By comparing the response spectrum of the original record to the idealised ‘noise-free’ version, we obtain an estimate of the periods that are affected by noise. At the same time, by comparing the original response spectrum with the ‘noisier’ version, we can observe which periods are sensitive to additional noise. From these comparisons, we can define two additional estimates of Tmin, based on the divergence (with 5 % tolerance) of the hybrid-synthetic and the original response spectra. Finally, we select Tmin using the following logic (Fig. 19):

  • If the parametric Tmin model is 0.01 s (the shortest period defined), we retain that value.

  • If two of the three Tmin estimates are within 10% of one another, we retain the average value of those Tmin.
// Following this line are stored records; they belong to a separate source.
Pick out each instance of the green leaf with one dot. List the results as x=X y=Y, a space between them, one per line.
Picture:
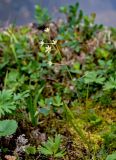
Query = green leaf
x=111 y=156
x=7 y=127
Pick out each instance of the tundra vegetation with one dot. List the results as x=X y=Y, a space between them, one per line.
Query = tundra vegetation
x=58 y=89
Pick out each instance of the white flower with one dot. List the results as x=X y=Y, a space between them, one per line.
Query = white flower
x=50 y=63
x=47 y=30
x=54 y=42
x=48 y=49
x=41 y=43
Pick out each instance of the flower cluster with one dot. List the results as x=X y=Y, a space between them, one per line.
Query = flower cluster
x=47 y=46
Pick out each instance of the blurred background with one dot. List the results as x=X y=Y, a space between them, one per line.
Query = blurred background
x=22 y=11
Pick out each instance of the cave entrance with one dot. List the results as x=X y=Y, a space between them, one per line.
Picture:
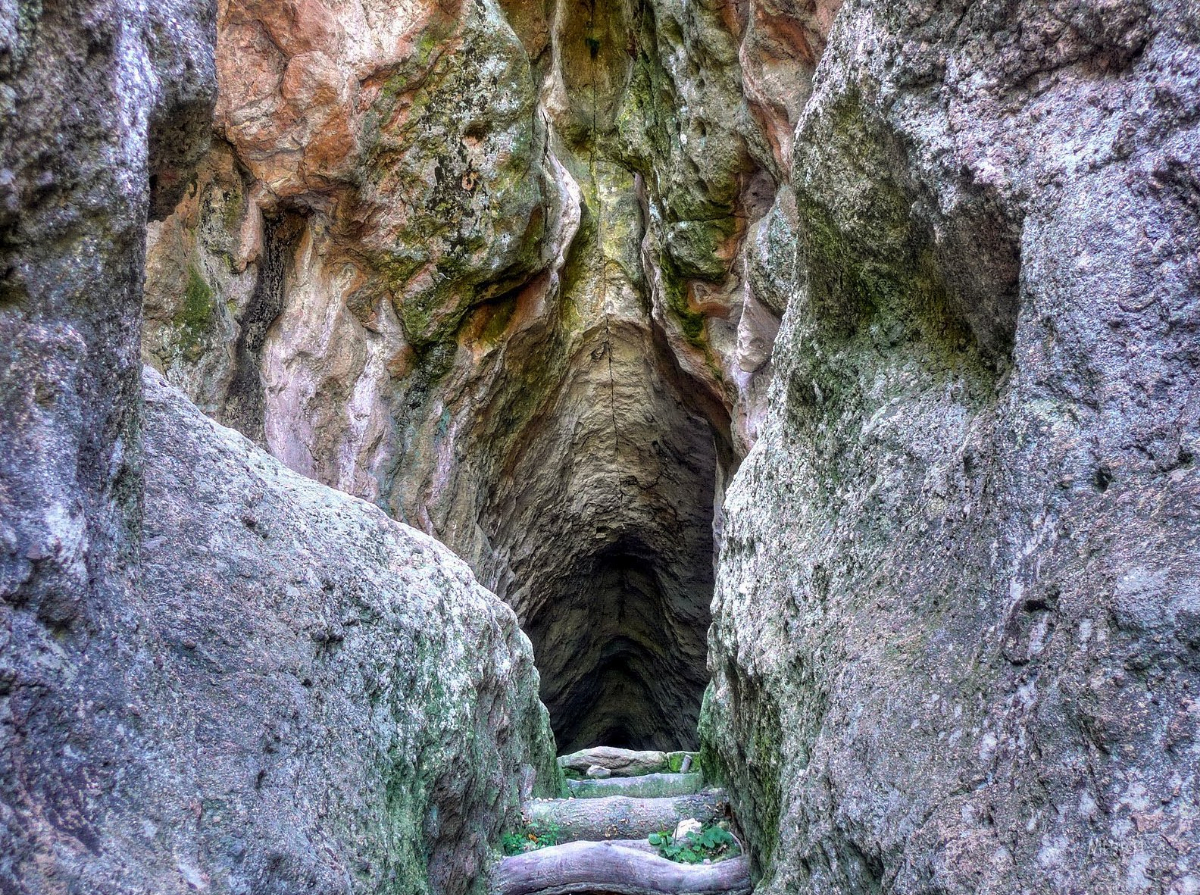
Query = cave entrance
x=622 y=647
x=607 y=526
x=604 y=518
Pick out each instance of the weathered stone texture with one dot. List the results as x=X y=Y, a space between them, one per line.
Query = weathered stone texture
x=955 y=640
x=214 y=674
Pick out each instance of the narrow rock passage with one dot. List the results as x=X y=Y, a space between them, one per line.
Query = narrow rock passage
x=604 y=846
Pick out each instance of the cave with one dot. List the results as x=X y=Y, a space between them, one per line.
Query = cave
x=607 y=521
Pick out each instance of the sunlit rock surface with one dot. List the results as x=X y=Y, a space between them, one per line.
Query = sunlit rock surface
x=215 y=674
x=490 y=269
x=955 y=641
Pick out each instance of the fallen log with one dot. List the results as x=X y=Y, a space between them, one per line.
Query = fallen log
x=612 y=868
x=622 y=817
x=648 y=786
x=621 y=762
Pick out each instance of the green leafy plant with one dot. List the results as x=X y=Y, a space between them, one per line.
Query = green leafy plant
x=529 y=838
x=712 y=842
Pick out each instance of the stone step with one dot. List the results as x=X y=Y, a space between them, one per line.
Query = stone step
x=613 y=868
x=627 y=762
x=647 y=786
x=623 y=817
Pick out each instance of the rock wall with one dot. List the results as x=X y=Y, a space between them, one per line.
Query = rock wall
x=215 y=674
x=519 y=298
x=955 y=625
x=514 y=271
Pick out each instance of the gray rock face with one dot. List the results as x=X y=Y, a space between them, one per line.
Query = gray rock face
x=105 y=108
x=955 y=636
x=508 y=307
x=231 y=679
x=329 y=700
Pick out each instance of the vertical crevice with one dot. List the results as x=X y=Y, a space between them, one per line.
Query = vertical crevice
x=246 y=404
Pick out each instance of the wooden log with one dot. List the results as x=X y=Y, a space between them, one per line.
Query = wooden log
x=611 y=868
x=622 y=817
x=648 y=786
x=621 y=762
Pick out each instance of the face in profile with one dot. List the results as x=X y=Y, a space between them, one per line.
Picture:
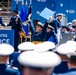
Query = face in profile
x=38 y=28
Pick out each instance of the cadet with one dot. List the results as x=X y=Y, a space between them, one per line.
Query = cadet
x=53 y=23
x=50 y=35
x=70 y=28
x=5 y=51
x=70 y=52
x=74 y=22
x=1 y=22
x=15 y=23
x=59 y=17
x=39 y=32
x=35 y=63
x=25 y=46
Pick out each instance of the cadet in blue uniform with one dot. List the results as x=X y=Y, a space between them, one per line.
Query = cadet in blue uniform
x=50 y=35
x=59 y=17
x=38 y=33
x=53 y=23
x=25 y=46
x=70 y=52
x=15 y=23
x=1 y=22
x=38 y=63
x=5 y=51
  • Otherwise, we select the result of the parametric Tmin model, but restrict Tmin between the values calculated using the two hybrid-synthetics.

Fig. 19
figure 19

Spectral ratios and selection of Tmin for the H2 component of record G310 of the 2 May 2020 ML2.5 Zijldijk earthquake in Groningen

The number of usable PSA, as defined by Tmin and Tmax, is shown in Fig. 20 over 13 approximately linearly spaced periods from 0.01 to 1.5 s. The largest quantity of usable spectral accelerations correspond to the intermediate periods (0.1–0.7 s), a smaller number (498) is available at 0.01 s and a rapid decay can be observed with increasing period from 0.85 s onward. At 1.5 s, the number of usable spectral accelerations is 184, which can still be considered sufficient for the limited distance (Repi < 35 km) and magnitude range covered by the database. In total, 206 records (29.2% of the 704 usable records) are unusable at 0.01 s due to noise.

Fig. 20
figure 20

Number of usable records as a function of oscillator period, showing the total number and those corresponding to different earthquake magnitude ranges

5 Conclusions

Short-period noise in acceleration time series has the potential to influence response spectral accelerations at short oscillator periods. This has previously been investigated by Douglas and Boore (2011) in the context of data found in typical in strong-motion datasets. Analysis of ‘strong-motion’ data, however, generally avoids the influence of high-frequency noise. This is both due the relative amplitude of signal and noise, and also due to the fact that the dominant frequency of motion of strong-motion data is much lower than any high-frequency noise. Our simulations show that PSA from noisy weak-motion records, as present in many ground motion databases such as those for induced seismicity, is susceptible to high-frequency noise. This is particularly so for weakly damped records, such as those on ‘hard-rock’ sites. The impact of high-frequency noise on PSA should be considered by assigning record specific Tmin and without any form of low-pass frequency filtering. A parametric Tmin model, based on easily measurable properties of waveform FAS (peak/noise amplitudes, frequencies), is proposed herein and can be used as a guide to assign Tmin. We additionally propose an easily implementable approach to assess the impact of noise using hybrid-synthetic records, which modify the ‘unusable’ noisy portion of the records’ FAS, before reconstructing time series and subsequently PSA for comparison with the original spectrum. An example of the full workflow used to define usable FAS frequencies and PSA periods was presented for the Groningen induced seismicity database. We showed that only 12% (96 out of 800 available records) were required to be removed in their entirety due to excessive noise. Further to the removal of records in the long periods range (based on Tmax), which is already common practice for GMPE/GMM databases, we showed that 29% of the usable records of the database are unusable at 0.01 s due to the influence of high-frequency noise.